The scientific principle observed here is that the velocity of vapors rising through the restriction tends to both mix with the falling heavy vapor so that it loses its high density and becomes a moderate density mix of steam and solvent. Additionally, the velocity of the fluid develops a slight pressure drop. This pressure drop will tend to retard the fall of heavy fluid until the mixing occurs just above the mixing zone 20. It will be understood that the wall 18 of the housing, at the mixing zone 20, is intentionally conical in shape to define the mixing zone 20. It will further be understood, however, that other restrictions defining a mixing zone can be employed. For example, an annular baffle 24, generally conical in shape may be employed to define a restriction and a mixing zone.

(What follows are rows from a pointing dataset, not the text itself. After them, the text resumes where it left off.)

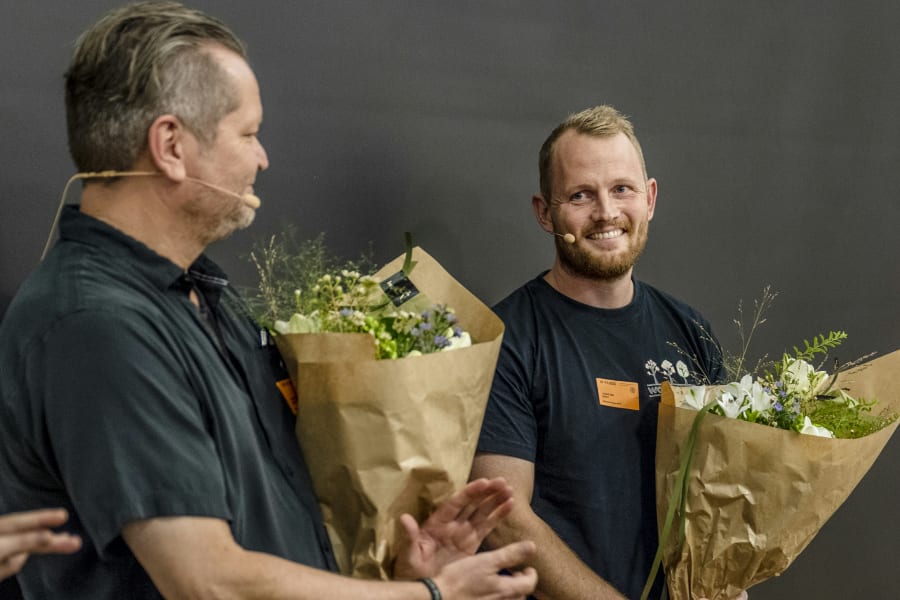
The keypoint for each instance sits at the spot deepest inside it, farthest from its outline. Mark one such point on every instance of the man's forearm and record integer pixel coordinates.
(561, 574)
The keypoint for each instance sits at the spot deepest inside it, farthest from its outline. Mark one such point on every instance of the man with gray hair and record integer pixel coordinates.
(135, 392)
(571, 420)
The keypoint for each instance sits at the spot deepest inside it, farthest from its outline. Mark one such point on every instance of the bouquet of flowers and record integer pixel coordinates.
(741, 490)
(390, 389)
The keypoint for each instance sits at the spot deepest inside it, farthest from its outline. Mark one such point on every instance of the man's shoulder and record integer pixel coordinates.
(521, 299)
(658, 298)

Such a baffle 24 is illustrated in phantom line in Fig. 1. It will be understood that it is possible to employ both the conical baffle 24 and the conical portion 20 of the housing wall 22 to jointly define the restriction and the mixing zone 20 thereby. Such a restriction, again, is intentional to obtain the mixing function. The mixing function, in accordance with the present invention, is far greater than that which exists in a traditional DT system. For most applications, the restricted flow velocity is calculated so as to be sufficient to cause turbulent flow. Absent a construction wherein a restriction is defined, the heavy solvent mass will often fall down into lower portions of the housing 10, go down with the meal being treated, and will cause high loss of solvent in the meal at the discharge from the housing 10.
Various alternative constructions creating the restriction and mixing zone are envisioned. While Fig. 1 shows a planar baffle 24, an alternative to a planar baffle is illustrated in FIG. 2. Fig. 2 illustrates arcuate vanes for redirecting heavy vapors in a desired direction.
It will be understood that this disclosure, in many respects, is only illustrative. Changes may be made in details, particularly in matters of shape, size, material, and arrangement of parts without exceeding the scope of the invention. Accordingly, the scope of the invention is as defined in the language of the appended claims.

Claims

A desolventizer toaster (DT) having a housing (10) mounting a plurality of generally parallel, vertically spaced trays (12, 12') there within,
a first set of the trays (12) each having a peripheral edge engaging an inner surface of a wall (18) defining the housing (10), and
a second set of the trays (12') each having an edge, generally concentric to, and spaced inwardly from said inner surface of said wall (18) defining the housing (10), wherein
the first set of trays (12) are located below the second set of trays (12'),
a restricted fluid passage providing a vapor mixing zone (20) for lower density fluid that passes upwardly proximate said first set of trays (12) and higher density fluid that passes downwardly proximate said second set of trays (12'),
having an annular baffle (24) extending radially outwardly from a lowermost of said second trays (12') within said vapor mixing zone (20) wherein said wall (18) defining said housing (10) includes an axially extending annular zone as the vapor mixing zone (20) which is generally conical in shape,
characterized by
an annular tube manifold (28) having a multiplicity of circumferentially spaced orifices adapted to direct steam radially outwardly into the vapor mixing zone (20) to facilitate mixing of vapors.